Projects that help rebuild trust in politics are “not worth embarking on” unless they include China, according to a leading climate change diplomat.
John Ashton, who was the UK Foreign Office’s special representative on climate change from 2006-12, said the current economic, social and environmental challenges required strong political leadership from all nations – but that it is what China, the world’s second-largest economy, does that really matters.
Speaking in Westminster at the launch of the website Chinadialogue’s latest journal, Advancing sustainable business in China, Ashton said, “There has been a breakdown of trust between those who are being acted upon and those who are doing the acting.
“We live in a moment in history when we have never had a greater need for politics that works. And you can’t have politics that works if there is no trust. So the biggest challenge in politics is therefore how to rebuild trust – within countries and between countries, both at the same time.”
Ashton, who also co-founded the thinktank Third Generation Environmentalism (E3G), used fracking – which he has publicly attacked in the past – as an example. He explained how the issue “dramatises” and “amplifies” this lack of trust in politics.
“For most people in our country, politics is not something we do together to build a better future; politics is what a small group of people is doing to everybody else, primarily on the basis of its own assumptions – which are not shared by everybody else – and in its own interests”, he said.
But China, he added, was central to this shift in thinking. Though the country recently announced plans to set legal limits on carbon dioxide (CO2) emissions from 2016, it is still building new fossil fuel infrastructure at an alarming rate.
This is despite its major cities being plagued by levels of pollution far higher than what is considered safe for human health.

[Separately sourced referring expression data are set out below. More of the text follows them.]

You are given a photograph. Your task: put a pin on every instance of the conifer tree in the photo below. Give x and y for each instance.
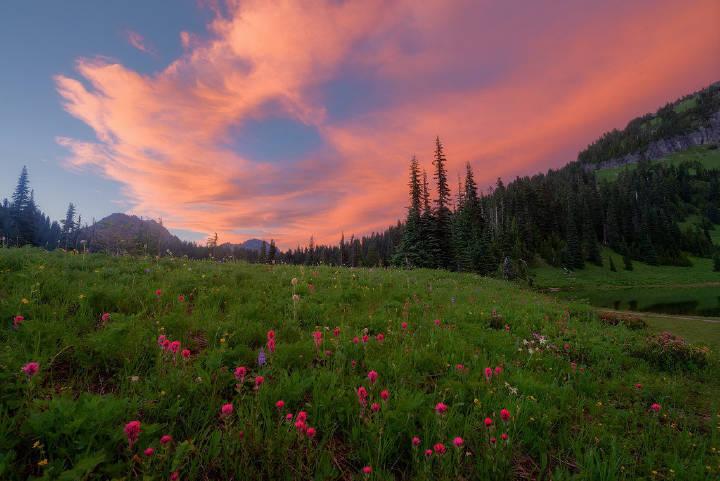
(443, 228)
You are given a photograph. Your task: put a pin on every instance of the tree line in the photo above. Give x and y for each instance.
(683, 116)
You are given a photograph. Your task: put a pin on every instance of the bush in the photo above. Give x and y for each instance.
(668, 351)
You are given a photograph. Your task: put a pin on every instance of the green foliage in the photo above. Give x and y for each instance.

“In any project that builds trust internationally, it’s really not worth embarking on unless it includes China”, Ashton claimed.
“The choices that China makes over the next generation are going to have as big an impact, or a bigger impact, on the lives of people everywhere, than the choices of any other major society, economy or culture also makes.”
Isabel Hilton, the editor of Chinadialogue, echoed Ashton’s words in the new journal’s introduction. She wrote, “China is a fast moving laboratory of the future; the decisions that are made in China – and by China’s business – affect us all.”